B)権力へと成長しつつある比較的若い者のところでは、権力の優勢への意思としてあらわれる。最初それが失敗に終わったときには、この意思は『公正』への、言い換えれば支配者が持っているのと同程度の権利への意思に制限される。
C)最も強い、最も富める、最も独立的な、最も気力ある者のところでは、『人類への愛』、『民衆』への、福音への、真理、神への愛としてあらわれる。同情、『自己犠牲』その他としてあらわれる。圧倒、略奪、奉仕への要求として、方向を与えられることのできる大いなる権力量との本能的一体感としてあらわれる。すなわち、英雄、予言者、帝王、救世主、牧人。(性欲もまたこれに属する。それは、圧倒を、専有を欲するが、しかもそれは献身であるかのごとく見える。根本においてそれは、おのれの『道具』への、おのれの乗馬への愛に過ぎず、これこれのものは、それを利用することのできるものとしておのれに所属しているという確信である)」(「権力への意思」原佑訳)

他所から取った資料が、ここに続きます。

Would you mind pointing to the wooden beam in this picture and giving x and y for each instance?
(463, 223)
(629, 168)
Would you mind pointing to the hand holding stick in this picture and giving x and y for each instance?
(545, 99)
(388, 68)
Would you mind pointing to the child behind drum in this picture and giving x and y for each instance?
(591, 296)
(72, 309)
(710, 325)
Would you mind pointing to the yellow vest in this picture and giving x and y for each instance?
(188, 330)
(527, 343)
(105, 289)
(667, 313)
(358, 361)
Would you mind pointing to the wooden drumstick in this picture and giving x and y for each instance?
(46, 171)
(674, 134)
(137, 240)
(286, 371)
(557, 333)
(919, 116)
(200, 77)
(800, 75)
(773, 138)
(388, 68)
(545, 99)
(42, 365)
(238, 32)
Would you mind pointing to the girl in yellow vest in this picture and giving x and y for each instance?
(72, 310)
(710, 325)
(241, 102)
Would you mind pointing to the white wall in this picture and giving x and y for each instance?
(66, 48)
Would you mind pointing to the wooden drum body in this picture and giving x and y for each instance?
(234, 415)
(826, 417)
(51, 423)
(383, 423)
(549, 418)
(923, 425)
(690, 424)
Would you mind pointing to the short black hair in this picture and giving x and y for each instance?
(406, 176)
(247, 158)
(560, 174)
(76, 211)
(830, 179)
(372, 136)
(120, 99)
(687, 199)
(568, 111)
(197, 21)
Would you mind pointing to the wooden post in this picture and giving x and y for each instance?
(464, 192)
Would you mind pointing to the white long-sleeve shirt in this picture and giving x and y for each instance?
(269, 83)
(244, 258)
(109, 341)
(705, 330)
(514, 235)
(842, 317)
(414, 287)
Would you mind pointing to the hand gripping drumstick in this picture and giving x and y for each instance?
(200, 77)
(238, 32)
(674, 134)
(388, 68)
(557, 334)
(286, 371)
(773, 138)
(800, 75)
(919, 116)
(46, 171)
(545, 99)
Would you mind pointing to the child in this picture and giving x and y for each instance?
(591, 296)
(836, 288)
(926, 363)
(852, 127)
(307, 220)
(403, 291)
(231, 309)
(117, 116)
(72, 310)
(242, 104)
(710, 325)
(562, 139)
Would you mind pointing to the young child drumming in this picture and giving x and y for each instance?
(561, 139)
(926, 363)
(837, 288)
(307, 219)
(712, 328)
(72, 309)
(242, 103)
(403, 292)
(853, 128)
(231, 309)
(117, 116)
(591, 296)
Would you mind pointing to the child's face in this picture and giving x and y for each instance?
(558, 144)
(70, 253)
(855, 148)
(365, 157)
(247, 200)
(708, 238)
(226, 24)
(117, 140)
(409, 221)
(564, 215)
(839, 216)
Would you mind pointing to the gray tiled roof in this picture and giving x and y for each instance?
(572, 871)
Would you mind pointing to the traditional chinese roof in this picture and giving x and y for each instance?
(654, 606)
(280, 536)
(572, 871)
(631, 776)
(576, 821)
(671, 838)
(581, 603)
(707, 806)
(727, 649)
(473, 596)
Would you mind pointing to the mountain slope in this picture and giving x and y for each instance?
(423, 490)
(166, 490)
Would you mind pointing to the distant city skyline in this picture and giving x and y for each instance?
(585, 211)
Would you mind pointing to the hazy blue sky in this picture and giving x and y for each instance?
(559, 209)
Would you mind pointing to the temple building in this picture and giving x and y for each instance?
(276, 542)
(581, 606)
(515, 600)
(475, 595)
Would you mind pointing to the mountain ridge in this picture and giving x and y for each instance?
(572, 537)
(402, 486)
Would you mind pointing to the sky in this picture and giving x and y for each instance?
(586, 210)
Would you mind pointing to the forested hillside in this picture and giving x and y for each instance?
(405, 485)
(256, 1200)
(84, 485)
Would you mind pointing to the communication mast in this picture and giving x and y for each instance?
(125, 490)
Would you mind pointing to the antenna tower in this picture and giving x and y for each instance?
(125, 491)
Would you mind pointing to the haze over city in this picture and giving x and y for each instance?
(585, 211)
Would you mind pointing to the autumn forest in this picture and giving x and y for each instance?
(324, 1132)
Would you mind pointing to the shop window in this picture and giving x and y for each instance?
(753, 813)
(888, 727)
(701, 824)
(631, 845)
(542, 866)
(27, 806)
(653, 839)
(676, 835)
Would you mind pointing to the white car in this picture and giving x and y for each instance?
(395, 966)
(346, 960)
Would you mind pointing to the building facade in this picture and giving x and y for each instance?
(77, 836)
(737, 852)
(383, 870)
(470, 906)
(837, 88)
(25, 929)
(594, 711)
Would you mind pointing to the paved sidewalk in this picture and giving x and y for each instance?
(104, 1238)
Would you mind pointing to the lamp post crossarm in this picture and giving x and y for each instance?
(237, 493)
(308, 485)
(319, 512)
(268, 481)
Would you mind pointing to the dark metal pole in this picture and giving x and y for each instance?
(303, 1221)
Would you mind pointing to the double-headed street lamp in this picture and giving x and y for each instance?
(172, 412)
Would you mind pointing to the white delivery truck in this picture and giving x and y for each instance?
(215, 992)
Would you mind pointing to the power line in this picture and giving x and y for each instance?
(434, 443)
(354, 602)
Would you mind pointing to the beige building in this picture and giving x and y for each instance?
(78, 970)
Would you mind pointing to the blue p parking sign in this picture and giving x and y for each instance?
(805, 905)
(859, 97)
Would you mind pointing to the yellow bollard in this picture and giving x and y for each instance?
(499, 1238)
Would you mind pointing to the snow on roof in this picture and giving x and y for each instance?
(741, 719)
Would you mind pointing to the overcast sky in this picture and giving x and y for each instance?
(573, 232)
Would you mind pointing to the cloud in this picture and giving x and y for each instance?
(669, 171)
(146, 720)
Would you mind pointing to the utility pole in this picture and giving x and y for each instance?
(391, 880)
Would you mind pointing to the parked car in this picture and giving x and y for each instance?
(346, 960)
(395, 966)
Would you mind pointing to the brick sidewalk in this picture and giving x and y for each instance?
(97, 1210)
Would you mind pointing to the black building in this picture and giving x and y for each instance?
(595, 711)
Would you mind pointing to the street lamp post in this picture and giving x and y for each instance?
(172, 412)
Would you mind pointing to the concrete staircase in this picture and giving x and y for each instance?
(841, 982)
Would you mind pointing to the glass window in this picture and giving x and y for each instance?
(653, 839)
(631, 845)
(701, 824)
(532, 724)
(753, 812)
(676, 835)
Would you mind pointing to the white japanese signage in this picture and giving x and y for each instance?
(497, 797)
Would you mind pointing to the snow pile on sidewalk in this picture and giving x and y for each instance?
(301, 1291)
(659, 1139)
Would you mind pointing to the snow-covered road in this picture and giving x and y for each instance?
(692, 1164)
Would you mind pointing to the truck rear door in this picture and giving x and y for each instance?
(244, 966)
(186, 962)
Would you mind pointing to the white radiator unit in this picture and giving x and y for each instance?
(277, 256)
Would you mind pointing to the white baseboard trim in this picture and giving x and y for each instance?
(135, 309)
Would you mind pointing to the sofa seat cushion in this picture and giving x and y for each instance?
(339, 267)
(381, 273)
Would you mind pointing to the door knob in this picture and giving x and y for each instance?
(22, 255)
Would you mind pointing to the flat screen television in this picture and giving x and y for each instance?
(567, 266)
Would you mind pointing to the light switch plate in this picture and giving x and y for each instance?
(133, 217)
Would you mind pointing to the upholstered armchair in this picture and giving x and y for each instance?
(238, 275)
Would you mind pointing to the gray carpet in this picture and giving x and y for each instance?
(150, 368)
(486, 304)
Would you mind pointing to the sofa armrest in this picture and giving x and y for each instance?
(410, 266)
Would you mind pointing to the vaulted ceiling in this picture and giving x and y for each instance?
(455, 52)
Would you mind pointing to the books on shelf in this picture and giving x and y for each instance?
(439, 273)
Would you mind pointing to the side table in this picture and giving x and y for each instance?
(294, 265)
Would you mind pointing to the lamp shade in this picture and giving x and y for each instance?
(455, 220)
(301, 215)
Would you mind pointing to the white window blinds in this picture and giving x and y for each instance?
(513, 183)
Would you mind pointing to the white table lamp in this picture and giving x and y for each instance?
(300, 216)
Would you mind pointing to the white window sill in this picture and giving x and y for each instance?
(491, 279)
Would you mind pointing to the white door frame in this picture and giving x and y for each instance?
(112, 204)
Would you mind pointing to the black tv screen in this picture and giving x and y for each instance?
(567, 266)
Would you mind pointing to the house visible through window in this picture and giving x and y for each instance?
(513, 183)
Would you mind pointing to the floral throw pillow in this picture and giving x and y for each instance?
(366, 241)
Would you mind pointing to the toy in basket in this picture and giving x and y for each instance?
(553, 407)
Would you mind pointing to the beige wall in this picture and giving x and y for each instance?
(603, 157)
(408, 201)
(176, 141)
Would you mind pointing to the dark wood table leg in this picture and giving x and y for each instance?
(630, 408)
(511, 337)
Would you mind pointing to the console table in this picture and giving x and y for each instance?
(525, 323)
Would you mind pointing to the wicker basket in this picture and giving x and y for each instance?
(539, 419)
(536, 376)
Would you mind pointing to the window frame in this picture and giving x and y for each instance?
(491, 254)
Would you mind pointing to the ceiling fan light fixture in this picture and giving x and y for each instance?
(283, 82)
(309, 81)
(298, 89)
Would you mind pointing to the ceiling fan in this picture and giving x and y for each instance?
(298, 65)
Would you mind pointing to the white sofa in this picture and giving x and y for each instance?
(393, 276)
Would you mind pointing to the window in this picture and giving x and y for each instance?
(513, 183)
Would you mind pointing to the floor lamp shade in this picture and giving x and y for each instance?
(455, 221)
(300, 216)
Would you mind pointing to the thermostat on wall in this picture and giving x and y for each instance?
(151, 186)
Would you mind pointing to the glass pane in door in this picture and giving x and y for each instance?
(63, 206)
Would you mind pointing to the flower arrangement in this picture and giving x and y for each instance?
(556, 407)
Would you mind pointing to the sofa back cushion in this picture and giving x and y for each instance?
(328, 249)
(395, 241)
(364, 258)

このテクストでは、「力」を「権力」と訳しているが、「権力」という言葉には政治的なニュアンスが強く感じられるので、単に「力」とするのがよい。

ともあれこのように、人間はそれぞれ自分の置かれた立ち位置に応じて「力への意思」を発現しようとするわけである。その中でニーチェがまず注目したのは、最も弱い立場の者による力への意思の発現である。先稿で指摘した通り、人間社会は奴隷道徳が支配するようになったわけだが、その奴隷道徳を支えていたのがルサンチマンであり、さらにそのルサンチマンの根底には弱い者の自己保存の欲求があった。この自己保存の欲求こそ、(弱い者にとっての)「力への意思」の本体である、そうニーチェは考えたのであった。つまり弱い者にとっては、とりあえず奴隷的な境遇から解放されることが最大の目的となる、その解放を実現するカギが奴隷道徳である、この世界は奴隷道徳によって支配されなければならない、何故なら、奴隷道徳こそこの世界の最多数の構成員にとって最も都合のよい処世訓であるから、というわけである。

しかし、強い者、高貴な者たちの力への意思はどうなってしまったのか。何故強いものたちの力への意思は抑圧されてしまったのか。何故強い者が弱い者に屈するという倒錯したことが起こったのか。それは、奴隷道徳が狡猾であり、強者もまたそのあまりの狡猾さに取り込まれてしまったからだとニーチェはいうのだ。

強者にとっては、そもそも道徳などというものは意味をなさない。意味をなすのは力への意思のストレートな実現である。彼にとっては、強いことはすぐれたものであり、弱いことは劣ったものに過ぎなかった。そこには善い悪いの区別はない。善悪の区別が道徳の始まりだとすれば、強い者にとって道徳は意味を持たないのである。だが世界全体とすれば、道徳は巨大な意義を持ちうる。何故なら道徳がなければ、世界は秩序を保てないだろうからだ。こうして、奴隷たちの作った道徳が世界の秩序を支えるようになる。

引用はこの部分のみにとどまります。